Beat Writers at Work, Edited by George Plimpton (The Paris Review Interviews) (1999):
Ginsberg: [...] You have many writers who have preconceived ideas about what literature is supposed to be, and their ideas seem to exclude that which makes them most charming in private conversations. Their faggishness, or their campiness, or their neurasthenia, or their solitude, or their goofiness, or their - even- masculinity, at times. Because they think that they're gonna write something that sounds like something else that they've read before, instead of sounds like them. Or comes from their own life. In other words, there's no distinction, there should be no distinction between what we write down, and what we really know, to begin with. As we know it every day, with each other. And the hypocrisy of literature has been - you know like there's supposed to be formal literature, which is supposed to be different from ... in subject, in diction and even in organization, from our quotidian inspired lives.

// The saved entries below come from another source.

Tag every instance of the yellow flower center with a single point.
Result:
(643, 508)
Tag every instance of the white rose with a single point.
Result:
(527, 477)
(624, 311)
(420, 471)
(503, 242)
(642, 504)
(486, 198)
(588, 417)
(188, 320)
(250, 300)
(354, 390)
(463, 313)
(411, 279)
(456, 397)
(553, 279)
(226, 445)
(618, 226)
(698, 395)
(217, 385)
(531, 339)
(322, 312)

It's also like in Whitman, "I find no fat sweeter than that which sticks to my own bones," that is to say the self-confidence of someone who knows that he's really alive, and that his existence is just as good as any other subject matter.
I could make no better description of the books of Jack Kerouac and Janet Frame than Ginsberg's words, as quoted above.
With companions like these, I think I'll travel well.